McPhie carried the momentum forward from the Olympics and rose to No. 2 in the world by the end of the season...quite an achievement for a former gymnast who was on the 'C' team at the start of the season.
I caught up with her as stylists were putting some loose curls into her brown hair at the Raika salon.
Heather on...being a girly girl
"This is so fun. It's so differnet from anything we usually do and I was joking that I don't have helmet hair for the first time all year. It's so nice to feel like a girl and I'm loving it. I have cute athletic clothes rather than girly clothes, but it is really fun to get dressed up once in a while.
"We don't get to see each other in the offseason so much so these events are really fun to come together. We usually see each other in ski clothes and workout gear so it's fun to get dressed up and have some fun."
Heather on...her rise to fame
"Last season was a fairytale for me.
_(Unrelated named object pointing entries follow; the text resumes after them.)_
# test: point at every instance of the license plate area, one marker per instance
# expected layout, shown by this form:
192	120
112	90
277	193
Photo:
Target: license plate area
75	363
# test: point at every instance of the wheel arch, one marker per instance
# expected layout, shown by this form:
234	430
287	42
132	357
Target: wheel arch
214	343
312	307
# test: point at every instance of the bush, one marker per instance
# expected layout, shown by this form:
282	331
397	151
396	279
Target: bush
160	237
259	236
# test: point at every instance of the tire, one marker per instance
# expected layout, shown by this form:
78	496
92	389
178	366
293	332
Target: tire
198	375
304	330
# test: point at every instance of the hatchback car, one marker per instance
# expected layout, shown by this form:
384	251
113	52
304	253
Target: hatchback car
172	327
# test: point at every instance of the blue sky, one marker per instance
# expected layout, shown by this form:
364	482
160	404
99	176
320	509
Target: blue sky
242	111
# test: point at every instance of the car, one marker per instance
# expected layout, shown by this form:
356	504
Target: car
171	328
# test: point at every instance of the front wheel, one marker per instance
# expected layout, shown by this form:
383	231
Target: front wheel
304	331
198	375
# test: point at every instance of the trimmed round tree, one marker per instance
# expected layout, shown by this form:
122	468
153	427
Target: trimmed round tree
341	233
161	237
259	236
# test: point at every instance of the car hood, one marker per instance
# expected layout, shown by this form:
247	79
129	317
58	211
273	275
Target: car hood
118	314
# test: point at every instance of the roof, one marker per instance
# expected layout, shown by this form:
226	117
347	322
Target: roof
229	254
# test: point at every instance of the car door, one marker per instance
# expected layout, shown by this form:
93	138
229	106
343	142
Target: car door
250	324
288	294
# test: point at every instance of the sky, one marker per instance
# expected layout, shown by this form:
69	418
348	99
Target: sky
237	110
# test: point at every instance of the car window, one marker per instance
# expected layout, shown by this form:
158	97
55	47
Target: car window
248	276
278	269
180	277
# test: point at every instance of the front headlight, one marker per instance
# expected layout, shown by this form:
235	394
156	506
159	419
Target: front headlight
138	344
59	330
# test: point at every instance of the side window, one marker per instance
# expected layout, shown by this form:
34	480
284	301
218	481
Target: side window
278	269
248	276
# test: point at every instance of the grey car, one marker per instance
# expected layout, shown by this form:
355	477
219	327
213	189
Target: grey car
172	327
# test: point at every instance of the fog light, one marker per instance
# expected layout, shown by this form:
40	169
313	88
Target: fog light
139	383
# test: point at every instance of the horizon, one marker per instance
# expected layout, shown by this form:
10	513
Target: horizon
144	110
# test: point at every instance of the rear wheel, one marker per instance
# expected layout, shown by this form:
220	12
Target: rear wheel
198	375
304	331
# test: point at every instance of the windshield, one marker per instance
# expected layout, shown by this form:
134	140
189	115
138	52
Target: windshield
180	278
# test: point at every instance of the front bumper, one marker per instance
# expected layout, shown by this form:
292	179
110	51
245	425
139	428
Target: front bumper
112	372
It was almost perfect and I was a little disappointed with the Olympics, but to start the season 27th in the world and end up second is just a dream come true for me.
"It gives me a lot of confidence to work on things and push the sport and myself and I'm really excited for what's to come in the next few years."
Heather on...memories of Vancouver
"I have a couple really vivid memories. One of them was walking intom the opening ceremonies. It was unreal. I'm not someone who is super patriotic in general, I mean I love America and where I'm from, but I don't notice it in a daily basis. But then you put on your USA stuff and walk in with so many different athletes from so many different sports who are all representing your country is so cool.
"I had so much fun bonding with Shannon [Bahrke] and Hannah [Kearney]. We just really bonded. We danced at the top of the course and I laughed almost to the point of tears every day in the Olympics."
Heather on...the one thing nobody can ever take away
"After my Olympics qualifications run I was so happy. It wasn't real that I was an Olympian until I competed. So it was just such a cool feeling that I am, and forever will be, an Olympian. It was just this amazing experience and something that you dream of forever. It is something that will be one of the most memorable events in my life."
Heather on...go big or go home
"I want to push my airs and go bigger. I'm doing two new more difficult jumps so I want to complete both of them and I'm really excited about pushing myself."
Clark landed the bronze medal in the halfpipe after scooping gold eight years earlier in Salt Lake City. She's been to three Games now, and she has taken a lot from each one.
That maturity is evident in the way she speaks and the outlook she has on both her sport and her life as an athlete. She's also involved in charity work and camp programs and she recently handed out scholarships from her own foundation.
It seems odd to call her a veteran at just 27, but she's one of the more experienced women on the circuit and she's seen almost everything that the snow has to offer.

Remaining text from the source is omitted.